I actively integrate my research and publications (on gender and development, urban poverty, microfinance, etc.) into my teaching. I find that doing this not only enables students to gain an appreciation for the challenges and opportunities of conducting policy-focused research but it also enables them to sharpen their critical and analytical abilities. I encourage students to provide feedback on my research as a means to develop their abilities to constructively criticize the work of their peers as well as “experts” in gender studies and international development. My undergraduate courses attract a substantial number of students with very limited background in international development or global studies. For example, I have taught students from marketing, organizational studies, graphic design, social work, and health and nutrition on a regular basis.

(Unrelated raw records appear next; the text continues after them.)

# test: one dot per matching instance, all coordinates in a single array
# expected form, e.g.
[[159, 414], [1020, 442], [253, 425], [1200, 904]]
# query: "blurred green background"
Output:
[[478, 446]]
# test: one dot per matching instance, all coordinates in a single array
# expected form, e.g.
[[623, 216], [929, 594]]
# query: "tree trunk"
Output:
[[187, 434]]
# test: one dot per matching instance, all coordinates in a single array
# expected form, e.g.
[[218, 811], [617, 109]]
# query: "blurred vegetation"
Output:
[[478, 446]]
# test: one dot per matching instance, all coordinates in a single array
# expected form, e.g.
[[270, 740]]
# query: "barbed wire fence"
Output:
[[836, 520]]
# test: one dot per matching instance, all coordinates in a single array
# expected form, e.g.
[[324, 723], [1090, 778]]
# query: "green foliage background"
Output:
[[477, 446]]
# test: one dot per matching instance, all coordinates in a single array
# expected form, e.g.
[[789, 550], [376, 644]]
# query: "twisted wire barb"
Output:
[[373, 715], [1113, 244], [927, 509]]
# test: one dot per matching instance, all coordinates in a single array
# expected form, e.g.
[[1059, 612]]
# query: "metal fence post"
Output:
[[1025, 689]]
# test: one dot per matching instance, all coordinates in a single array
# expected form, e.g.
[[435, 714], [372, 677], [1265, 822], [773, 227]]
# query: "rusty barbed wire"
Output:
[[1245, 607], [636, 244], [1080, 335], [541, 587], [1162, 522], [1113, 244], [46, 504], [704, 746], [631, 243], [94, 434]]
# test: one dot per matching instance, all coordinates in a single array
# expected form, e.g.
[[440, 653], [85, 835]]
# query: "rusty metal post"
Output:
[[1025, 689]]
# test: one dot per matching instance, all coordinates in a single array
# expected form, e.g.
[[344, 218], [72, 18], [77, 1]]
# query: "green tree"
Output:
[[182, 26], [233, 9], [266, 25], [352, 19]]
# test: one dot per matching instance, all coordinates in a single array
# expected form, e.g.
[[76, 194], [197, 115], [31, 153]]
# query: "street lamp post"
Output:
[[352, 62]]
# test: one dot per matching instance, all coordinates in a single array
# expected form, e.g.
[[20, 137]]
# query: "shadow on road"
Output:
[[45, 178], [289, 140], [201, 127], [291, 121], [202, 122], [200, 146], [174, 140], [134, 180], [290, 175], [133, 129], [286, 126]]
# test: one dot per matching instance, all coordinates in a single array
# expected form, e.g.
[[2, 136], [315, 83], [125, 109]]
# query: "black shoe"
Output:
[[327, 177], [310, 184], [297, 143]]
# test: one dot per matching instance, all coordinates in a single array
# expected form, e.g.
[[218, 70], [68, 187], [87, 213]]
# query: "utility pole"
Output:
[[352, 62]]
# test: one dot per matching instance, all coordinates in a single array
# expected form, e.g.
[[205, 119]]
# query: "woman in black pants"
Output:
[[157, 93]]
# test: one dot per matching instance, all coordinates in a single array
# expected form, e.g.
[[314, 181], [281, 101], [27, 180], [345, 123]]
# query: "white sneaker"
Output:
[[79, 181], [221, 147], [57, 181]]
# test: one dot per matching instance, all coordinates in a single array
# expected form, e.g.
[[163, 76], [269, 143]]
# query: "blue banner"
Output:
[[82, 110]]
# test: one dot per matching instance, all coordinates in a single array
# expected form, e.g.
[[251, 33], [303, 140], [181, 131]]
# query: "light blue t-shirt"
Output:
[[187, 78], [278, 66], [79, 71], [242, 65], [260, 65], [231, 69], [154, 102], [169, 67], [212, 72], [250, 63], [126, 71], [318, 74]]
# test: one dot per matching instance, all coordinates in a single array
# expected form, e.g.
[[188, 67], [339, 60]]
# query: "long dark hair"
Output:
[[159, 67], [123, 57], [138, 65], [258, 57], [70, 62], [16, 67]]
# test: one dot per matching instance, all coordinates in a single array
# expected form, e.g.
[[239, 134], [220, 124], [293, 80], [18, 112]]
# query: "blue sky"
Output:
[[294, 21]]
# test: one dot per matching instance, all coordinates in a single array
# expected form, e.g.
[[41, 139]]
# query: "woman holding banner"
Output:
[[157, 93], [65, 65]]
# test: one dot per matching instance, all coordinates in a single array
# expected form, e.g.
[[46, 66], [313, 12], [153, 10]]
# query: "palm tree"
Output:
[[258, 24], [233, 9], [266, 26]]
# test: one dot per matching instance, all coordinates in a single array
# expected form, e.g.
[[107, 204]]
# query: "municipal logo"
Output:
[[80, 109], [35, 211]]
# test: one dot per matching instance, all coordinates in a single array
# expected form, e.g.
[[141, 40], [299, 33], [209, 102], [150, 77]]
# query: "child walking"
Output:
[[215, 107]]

I discovered that my attempts to teach constructive criticism and respectful debate were working when, among other examples, a marketing major wrote an enthusiastic paper about the potential for scaling up microcredit as a means for poverty alleviation in sub-Saharan Africa while very respectfully and methodically dissecting and disagreeing with my very contradictory findings on the topic from a peer-reviewed paper that I had assigned as a reading for that course. I’m happy to note that the student earned a well-deserved A on the assignment and the course!

Challenging my students

Finally, I believe that learning should be a space of partial unease: if students were to complete every task assigned to them with ease, they would be at a level lower than their actual competence. It has been my experience that students rise to the level of expectations placed on them. I set my expectations high because I know students are capable of meeting them.